Oswego (WSYR-TV) - After deliberating a little more than eleven hours over two days, a jury found 28-year-old Alan Jones, the stepbrother of 11-year-old Erin Maxwell, guilty of her murder.
The district attorney made his case that Jones put a rope around Erin's neck and strangled her.
“I suppose you thought I'd be doing a dance out here, but it’s sad,” says Colleen Scott, who started the advocacy group Justice for Erin. “One person dead, another is going to spend the majority of his life in prison.”
Scott started the group after the girl's death. Despite the guilty verdict, she says there can never really be justice.
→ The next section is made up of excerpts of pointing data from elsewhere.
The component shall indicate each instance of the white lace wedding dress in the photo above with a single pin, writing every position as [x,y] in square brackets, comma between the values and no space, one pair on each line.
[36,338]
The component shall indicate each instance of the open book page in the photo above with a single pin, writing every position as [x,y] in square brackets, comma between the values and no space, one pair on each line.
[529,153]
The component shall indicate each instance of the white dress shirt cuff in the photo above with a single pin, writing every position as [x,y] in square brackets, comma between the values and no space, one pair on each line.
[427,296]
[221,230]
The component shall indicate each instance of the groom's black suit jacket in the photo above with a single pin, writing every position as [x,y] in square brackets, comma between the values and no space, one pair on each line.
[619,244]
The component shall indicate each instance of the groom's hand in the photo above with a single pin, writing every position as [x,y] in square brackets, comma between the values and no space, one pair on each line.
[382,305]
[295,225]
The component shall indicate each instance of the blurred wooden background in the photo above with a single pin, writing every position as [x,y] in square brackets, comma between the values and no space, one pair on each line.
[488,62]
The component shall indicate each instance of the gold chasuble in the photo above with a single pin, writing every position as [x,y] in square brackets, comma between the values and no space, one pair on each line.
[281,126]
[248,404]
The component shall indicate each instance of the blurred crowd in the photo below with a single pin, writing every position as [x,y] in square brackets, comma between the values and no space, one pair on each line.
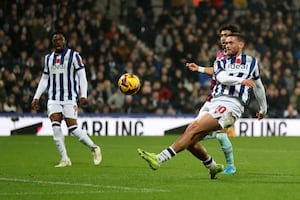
[153,45]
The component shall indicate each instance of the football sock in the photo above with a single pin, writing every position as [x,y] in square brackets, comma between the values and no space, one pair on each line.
[59,140]
[212,135]
[166,154]
[209,163]
[82,136]
[226,147]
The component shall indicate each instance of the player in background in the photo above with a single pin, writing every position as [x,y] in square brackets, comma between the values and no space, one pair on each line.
[63,75]
[220,135]
[236,78]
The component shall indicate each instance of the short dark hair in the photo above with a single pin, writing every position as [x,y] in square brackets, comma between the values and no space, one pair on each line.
[240,36]
[231,27]
[60,33]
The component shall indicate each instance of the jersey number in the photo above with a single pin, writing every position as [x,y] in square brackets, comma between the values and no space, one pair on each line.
[220,109]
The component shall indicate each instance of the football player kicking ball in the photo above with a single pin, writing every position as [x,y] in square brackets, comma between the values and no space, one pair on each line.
[220,135]
[236,78]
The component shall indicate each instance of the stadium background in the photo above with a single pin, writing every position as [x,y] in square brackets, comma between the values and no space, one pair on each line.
[153,39]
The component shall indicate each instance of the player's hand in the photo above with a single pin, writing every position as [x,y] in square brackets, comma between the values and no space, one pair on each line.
[249,83]
[259,115]
[35,104]
[83,101]
[192,66]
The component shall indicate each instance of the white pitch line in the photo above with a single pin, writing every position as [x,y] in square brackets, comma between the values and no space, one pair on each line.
[111,187]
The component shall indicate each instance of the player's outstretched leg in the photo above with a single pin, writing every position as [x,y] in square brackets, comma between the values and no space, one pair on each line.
[85,139]
[228,152]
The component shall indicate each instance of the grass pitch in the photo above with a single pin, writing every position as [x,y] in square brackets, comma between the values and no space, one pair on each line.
[267,168]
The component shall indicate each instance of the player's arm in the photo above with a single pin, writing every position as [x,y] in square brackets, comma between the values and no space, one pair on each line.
[40,89]
[226,79]
[260,95]
[83,86]
[197,68]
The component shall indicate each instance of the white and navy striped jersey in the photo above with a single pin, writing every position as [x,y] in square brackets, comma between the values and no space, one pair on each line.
[243,67]
[62,70]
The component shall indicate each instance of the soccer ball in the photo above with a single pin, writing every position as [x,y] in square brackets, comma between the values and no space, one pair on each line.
[129,84]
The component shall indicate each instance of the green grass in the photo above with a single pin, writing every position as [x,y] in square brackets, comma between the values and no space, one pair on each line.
[268,168]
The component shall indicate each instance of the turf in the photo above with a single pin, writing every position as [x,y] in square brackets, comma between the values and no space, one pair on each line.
[268,168]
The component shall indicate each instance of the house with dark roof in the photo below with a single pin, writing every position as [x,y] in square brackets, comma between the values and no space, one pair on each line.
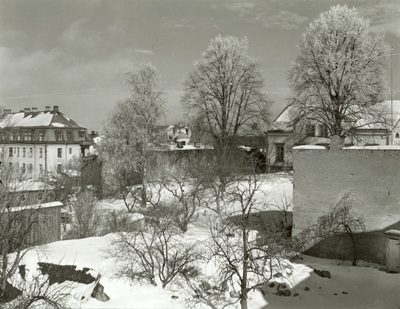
[288,131]
[34,143]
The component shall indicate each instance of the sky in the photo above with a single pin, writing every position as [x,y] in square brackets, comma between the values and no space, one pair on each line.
[75,53]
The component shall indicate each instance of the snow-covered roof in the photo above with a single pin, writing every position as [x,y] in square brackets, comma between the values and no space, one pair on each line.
[309,147]
[182,137]
[28,185]
[38,119]
[380,147]
[37,206]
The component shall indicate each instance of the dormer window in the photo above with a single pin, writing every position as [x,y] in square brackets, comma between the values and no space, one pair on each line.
[28,136]
[59,136]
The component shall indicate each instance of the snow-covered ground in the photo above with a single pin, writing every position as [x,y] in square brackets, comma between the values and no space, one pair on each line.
[349,287]
[363,286]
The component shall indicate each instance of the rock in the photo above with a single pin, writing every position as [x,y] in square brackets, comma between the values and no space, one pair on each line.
[281,286]
[326,274]
[278,275]
[10,293]
[287,293]
[205,286]
[323,273]
[98,293]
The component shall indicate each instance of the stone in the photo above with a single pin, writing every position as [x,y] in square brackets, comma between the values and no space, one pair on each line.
[205,286]
[287,293]
[278,275]
[323,273]
[326,274]
[98,293]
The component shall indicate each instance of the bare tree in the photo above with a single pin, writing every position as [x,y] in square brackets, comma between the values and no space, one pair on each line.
[338,77]
[85,218]
[130,133]
[338,223]
[17,225]
[243,263]
[151,254]
[224,99]
[186,195]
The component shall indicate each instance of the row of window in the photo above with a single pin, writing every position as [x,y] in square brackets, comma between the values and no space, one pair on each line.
[27,136]
[16,151]
[23,167]
[30,167]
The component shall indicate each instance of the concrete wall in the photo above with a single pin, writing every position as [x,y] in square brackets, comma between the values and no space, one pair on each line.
[371,174]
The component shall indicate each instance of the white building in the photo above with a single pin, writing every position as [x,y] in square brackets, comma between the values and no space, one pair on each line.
[35,143]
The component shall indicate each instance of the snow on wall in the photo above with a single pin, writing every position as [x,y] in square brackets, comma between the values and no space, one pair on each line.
[321,178]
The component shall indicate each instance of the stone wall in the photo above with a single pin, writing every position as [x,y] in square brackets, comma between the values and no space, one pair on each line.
[371,174]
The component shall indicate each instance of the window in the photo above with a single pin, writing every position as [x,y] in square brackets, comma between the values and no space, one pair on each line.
[310,129]
[279,152]
[27,136]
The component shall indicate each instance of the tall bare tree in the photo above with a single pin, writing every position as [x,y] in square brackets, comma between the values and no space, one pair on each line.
[224,98]
[224,91]
[130,133]
[338,77]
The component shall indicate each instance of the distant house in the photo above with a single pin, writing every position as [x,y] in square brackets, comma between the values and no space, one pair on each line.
[42,222]
[35,142]
[30,192]
[284,134]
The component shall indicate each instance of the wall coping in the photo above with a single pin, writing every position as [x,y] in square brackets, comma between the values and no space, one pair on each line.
[310,147]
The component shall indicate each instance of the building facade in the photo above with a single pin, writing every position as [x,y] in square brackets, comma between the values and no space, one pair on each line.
[284,134]
[35,143]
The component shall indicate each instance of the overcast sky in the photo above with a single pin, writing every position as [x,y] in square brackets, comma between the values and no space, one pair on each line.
[75,53]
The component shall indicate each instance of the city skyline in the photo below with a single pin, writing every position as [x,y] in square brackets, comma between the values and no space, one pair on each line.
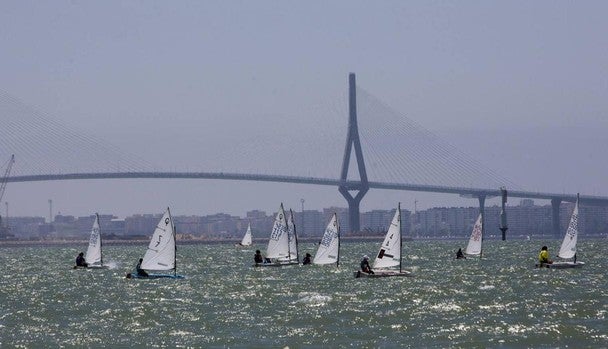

“Erin will never have her life back. You can never go back to being an 11-year-old girl that liked to sing, play and read,” says Scott.
The women, who never met Erin, sat in the courtroom daily -- a vigil of sorts for a little girl that died too soon.
“She should be living her life, and her life was taken from her,” says Justice for Erin member Allison Ryder.
The Maxwells were noticeably emotional, too, when the jury foreman declared Alan Jones guilty of killing his stepsister. Jones buried his face in his hands when the verdict was read.
“My son can't come home. My daughter is dead ... everything's gone,” Lynn says.
Defense attorney Sal Lanza will immediately file for an appeal. The family is confident it'll go in Jones's favor.
“We will fight it and we will overturn it,” says Jones’ father, John Jones.
“I think this case was too hot for too long here ... I think people are too emotionally involved,” Lynn Maxwell says.
Ryder, though, isn’t worried about the verdict being overturned. “Because I have faith in God,” she says.
Lanza pointed to other cases that used the depraved indifference indictment, which then got overturned by the appellate court.
District Attorney Donald Dodd, however, said they found the truth about how Erin died.
For Lynn, there’s really only one person who knows the truth.
“[Alan] knows the truth. He knows he never hurt his sister,” she says.
Jones will be sentenced November 6th. He faces a maximum of 25 years to life.